Lucie Bouniol ne fut pas insensible non plus, à sa manière, à l’Art Nouveau qui règne en maître de 1925 à 1945 sous l’impulsion de Maurice Dufrêne, André Mare, Jean Dunand ou encore Paul Follot pour ne citer qu’eux. La Femme aux bras levés (plâtre et terre cuite) en est le témoignage par le choix du sujet ainsi que sa découpe si particulière et la schématisation des plans successifs. Certaines influences orientales transparaissent aussi (Femme asiatique) sans parler, bien entendu, de la Renaissance Italienne (Marie-Helena) du Quatrocento, ainsi que l’Egypte antique (Tête de jeune fille au chignon, hors exposition). A elle seule la Tête de jeune homme (v. 1930, Musée de Lavaur) atteste de cette implication de notre artiste dans ce courant de l’Art Moderne dont elle avait manifestement compris l’héritage formel. Pourtant bon nombre de ses sculptures doivent être associées à des ensembles commémoratifs de la Grande Guerre que ce soit Duravel dans le Lot, Robert-Espagne et Trémont dans la Meuse. Elle y développe un style comparable à celui de Pompon et d’Abbal à la fois naturaliste et symbolique, aux formes simples et aux volumes adoucis, calmes, aux drapés lourds et massifs. On demeure frappé par la force émotionnelle de ces reliefs qui mettent en avant non pas le soldat héroïque ou expirant mais les femmes seules désormais face au sacrifice et au deuil, tant est que la Grande Guerre fut le tombeau des gens modestes et surtout de la paysannerie.
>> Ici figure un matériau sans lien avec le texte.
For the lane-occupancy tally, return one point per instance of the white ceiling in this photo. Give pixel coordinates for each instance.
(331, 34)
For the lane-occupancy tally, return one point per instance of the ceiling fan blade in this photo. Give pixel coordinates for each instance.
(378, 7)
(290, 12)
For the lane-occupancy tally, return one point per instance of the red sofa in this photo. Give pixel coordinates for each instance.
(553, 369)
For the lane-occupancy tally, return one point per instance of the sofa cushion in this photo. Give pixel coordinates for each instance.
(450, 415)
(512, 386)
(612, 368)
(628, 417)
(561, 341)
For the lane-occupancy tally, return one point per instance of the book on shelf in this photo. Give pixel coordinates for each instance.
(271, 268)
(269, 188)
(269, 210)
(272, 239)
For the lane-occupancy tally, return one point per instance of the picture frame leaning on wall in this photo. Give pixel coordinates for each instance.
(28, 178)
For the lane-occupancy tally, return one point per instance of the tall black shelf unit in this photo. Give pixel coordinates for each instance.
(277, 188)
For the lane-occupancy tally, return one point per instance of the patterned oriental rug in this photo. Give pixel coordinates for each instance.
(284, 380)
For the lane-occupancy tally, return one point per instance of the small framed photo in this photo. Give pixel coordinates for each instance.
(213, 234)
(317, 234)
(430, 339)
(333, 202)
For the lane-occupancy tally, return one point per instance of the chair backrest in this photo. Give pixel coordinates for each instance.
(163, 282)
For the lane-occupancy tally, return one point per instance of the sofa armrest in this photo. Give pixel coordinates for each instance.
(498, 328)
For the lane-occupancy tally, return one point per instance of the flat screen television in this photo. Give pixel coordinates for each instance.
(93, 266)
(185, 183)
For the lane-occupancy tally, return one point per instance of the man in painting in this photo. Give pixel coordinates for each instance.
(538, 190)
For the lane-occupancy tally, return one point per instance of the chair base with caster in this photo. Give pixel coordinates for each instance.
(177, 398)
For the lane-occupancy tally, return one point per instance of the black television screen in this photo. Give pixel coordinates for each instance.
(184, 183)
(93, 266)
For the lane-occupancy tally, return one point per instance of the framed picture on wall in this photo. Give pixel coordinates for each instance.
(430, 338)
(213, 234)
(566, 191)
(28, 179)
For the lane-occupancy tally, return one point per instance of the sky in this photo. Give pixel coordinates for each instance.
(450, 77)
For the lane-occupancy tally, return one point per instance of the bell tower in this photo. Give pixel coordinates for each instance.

Un dernier aspect nous a paru essentiel dans cette évocation de la personnalité artistique de Lucie Bouniol outre sa relation épistolaire avec Colette : ce sont ses carnets. Au nombre de six, pieusement conservés et étudiés par Claude Canonica, ils nous font entrer pleinement dans la pensée et le jugement d’une femme cultivée, sensitive, et d’une humanité des plus attachante. On demeure surpris puis charmé par la justesse de ses analyses et l’on ne peut que sourire parfois face au piquant de ses jugements. Ainsi des années 1927 jusqu’à la fin des années 1950, elle nous livre avec cœur et dignité ses pensées, ses rencontres. Outre les visites au Musée du Louvre et au Salon parisien qui attire des remarques acerbes du genre : « et voici, hélas, l’essence de tout l’art moderne : parler pour ne rien dire », on relève des moments choisis comme un spectacle d’Isadora Duncan vieillissante mais toujours aussi admirable, une entrevue avec Derain qui étrille Picasso. Ses jugements comme on l’a dit plus haut peuvent être redoutables ; pour elle Manet « n’a pas de goût, il n’est pas artiste, il ne cherche pas une réalisation plastique mais quelle sensibilité dans les couleurs ! » Outre son amour pour Delacroix et Van Gogh, nous vérifions en bien des passages le sentiment d’un monde qui s’est laissé aller à la facilité face à la mystérieuse connaissance : « Combien nous avons perdu le goût de la Beauté » s’exclame-t-elle (carnet 1/6, 1927-1934, p. 202). Pour Lucie Bouniol l’Art se doit d’être exigeant et la grande difficulté est de « ne faire que ce que l’on voit » (id. p. 144). De la sorte nous voyons transparaître la personnalité profonde de notre artiste qui évolue dans un siècle de fer – le XXè siècle – mais à travers ses enfants, sa région natale et son dévouement aux autres ainsi qu’un travail constant, prend sa juste dimension de dignité humaine. Aussi ne faut-il pas s’étonner que Françoise Rosay, l’inoubliable interprète de la Kermesse Héroïque et grande résistante sous l’Occupation, ait été l’amie de Lucie Bouniol de même que Luce Boyals. Bien entendu de telles personnalités ont été vouées un temps à l’oubli à partir des années 1970 et le triomphe de la non-figuration.

Lucie Bouniol a quitté ce monde en 1988 et de son œuvre, qui va de la forme à l’intangible, nous retenons désormais le meilleur ; ces gens dont la voix s’est tue mais dont les œuvres portent témoignage de l’accomplissement.